陈水德听到这话,一张脸都变得煞白。他连忙扑通一声跪在了喻广财的面前,抱着他的双腿说:“喻先生啊,求求你帮忙找找这个娃娃嘛,他是我大哥的儿子,两年前我大哥大嫂为了救下这个娃娃的命,省下所有的粮食拿来喂这个娃娃,两口子就活生生被饿死了啊,现在这个娃娃不见了,要是尸体都捞不到,我以后咋个向我的哥哥嫂嫂交代哟……”
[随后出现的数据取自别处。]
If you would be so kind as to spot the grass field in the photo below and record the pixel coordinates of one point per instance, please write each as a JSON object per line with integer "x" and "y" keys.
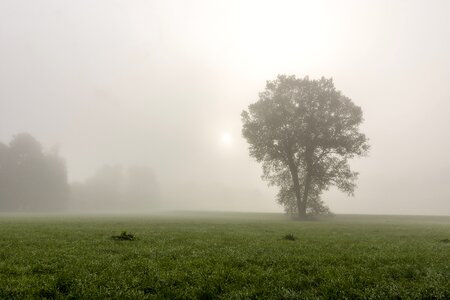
{"x": 229, "y": 256}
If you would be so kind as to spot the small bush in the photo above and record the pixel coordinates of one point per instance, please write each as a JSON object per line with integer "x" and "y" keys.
{"x": 124, "y": 236}
{"x": 289, "y": 237}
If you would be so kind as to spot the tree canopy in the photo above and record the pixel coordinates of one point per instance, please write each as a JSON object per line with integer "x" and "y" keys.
{"x": 304, "y": 132}
{"x": 30, "y": 179}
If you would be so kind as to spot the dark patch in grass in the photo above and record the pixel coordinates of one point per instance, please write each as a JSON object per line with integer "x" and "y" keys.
{"x": 46, "y": 293}
{"x": 124, "y": 236}
{"x": 289, "y": 237}
{"x": 149, "y": 290}
{"x": 41, "y": 269}
{"x": 64, "y": 284}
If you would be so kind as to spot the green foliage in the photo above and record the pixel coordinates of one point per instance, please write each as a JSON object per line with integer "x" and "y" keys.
{"x": 289, "y": 237}
{"x": 304, "y": 132}
{"x": 239, "y": 256}
{"x": 124, "y": 236}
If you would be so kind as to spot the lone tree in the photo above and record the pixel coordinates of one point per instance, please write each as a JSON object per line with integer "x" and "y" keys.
{"x": 304, "y": 132}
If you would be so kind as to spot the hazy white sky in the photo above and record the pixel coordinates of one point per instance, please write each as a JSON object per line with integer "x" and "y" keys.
{"x": 159, "y": 83}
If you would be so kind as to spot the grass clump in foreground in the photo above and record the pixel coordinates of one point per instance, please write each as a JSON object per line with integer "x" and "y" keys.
{"x": 124, "y": 236}
{"x": 237, "y": 256}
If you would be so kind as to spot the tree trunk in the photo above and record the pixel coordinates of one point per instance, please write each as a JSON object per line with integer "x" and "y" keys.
{"x": 301, "y": 208}
{"x": 305, "y": 194}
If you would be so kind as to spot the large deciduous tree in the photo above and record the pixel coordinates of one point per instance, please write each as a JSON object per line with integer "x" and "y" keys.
{"x": 304, "y": 132}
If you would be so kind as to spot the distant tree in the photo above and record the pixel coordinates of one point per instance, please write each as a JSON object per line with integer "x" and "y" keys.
{"x": 115, "y": 188}
{"x": 31, "y": 180}
{"x": 304, "y": 132}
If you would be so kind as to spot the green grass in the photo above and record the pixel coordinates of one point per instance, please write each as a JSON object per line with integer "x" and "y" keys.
{"x": 228, "y": 256}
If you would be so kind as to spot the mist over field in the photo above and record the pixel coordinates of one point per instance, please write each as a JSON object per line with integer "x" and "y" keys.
{"x": 142, "y": 100}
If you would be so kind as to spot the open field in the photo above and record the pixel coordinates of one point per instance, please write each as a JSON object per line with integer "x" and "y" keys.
{"x": 220, "y": 255}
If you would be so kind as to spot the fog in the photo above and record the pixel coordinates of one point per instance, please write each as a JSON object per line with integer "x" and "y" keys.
{"x": 160, "y": 85}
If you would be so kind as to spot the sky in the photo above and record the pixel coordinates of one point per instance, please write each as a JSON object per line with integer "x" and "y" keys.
{"x": 163, "y": 83}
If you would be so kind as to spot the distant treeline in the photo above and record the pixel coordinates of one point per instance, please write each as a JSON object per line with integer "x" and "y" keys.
{"x": 34, "y": 180}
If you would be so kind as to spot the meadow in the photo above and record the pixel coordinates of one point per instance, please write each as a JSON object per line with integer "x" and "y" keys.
{"x": 224, "y": 256}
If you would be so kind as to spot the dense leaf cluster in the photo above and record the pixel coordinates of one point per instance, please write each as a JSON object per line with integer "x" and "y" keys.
{"x": 304, "y": 132}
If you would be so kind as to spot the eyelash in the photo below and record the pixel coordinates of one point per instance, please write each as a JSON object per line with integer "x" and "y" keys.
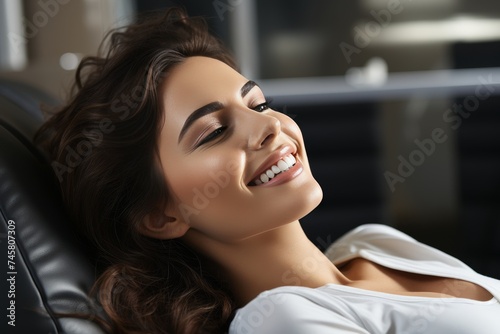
{"x": 214, "y": 134}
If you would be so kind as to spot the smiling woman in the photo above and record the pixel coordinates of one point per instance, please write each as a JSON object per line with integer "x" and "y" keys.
{"x": 193, "y": 194}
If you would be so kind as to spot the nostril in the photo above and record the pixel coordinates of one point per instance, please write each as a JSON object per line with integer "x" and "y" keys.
{"x": 267, "y": 139}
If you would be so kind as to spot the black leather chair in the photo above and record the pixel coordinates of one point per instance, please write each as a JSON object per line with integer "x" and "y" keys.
{"x": 50, "y": 271}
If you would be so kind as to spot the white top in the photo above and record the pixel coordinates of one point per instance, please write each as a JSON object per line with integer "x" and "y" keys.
{"x": 335, "y": 308}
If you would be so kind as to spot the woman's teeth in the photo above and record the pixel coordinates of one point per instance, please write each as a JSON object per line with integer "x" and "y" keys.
{"x": 281, "y": 166}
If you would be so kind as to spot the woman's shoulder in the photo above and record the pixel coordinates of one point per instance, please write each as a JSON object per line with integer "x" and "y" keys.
{"x": 290, "y": 310}
{"x": 379, "y": 242}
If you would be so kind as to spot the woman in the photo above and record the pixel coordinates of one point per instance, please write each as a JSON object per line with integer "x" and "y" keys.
{"x": 191, "y": 187}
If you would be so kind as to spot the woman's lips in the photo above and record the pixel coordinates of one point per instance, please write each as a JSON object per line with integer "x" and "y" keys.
{"x": 285, "y": 169}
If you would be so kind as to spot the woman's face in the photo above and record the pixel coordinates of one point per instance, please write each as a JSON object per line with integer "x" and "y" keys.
{"x": 218, "y": 141}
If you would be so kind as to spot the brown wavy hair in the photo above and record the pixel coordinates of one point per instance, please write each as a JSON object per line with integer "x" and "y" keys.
{"x": 103, "y": 147}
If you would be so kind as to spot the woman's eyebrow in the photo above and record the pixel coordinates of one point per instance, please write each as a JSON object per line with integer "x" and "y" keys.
{"x": 210, "y": 108}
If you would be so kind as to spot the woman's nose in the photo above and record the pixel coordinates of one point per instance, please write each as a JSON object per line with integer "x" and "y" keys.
{"x": 262, "y": 130}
爷爷听了,顿时觉得心中蹿起了一团火气,他恨不得上前去狠狠在他脸上砸上几拳头。爷爷没好气地说:“现在晓得不好交代了?当初不是为了那点钱,都愿意把自己的侄儿拿去做诱饵的吗?!”
陈水德还想要解释什么,喻广财伸手摆了摆,示意他不用多说,然后弯腰将陈水德扶了起来。喻广财背着手在那水岸边来回踱着步,走了差不多几十米远,他问:“你还记得当初你们是在哪里摆的这个诱饵不?也就是说当初那娃娃最后一次是待在哪个位置?”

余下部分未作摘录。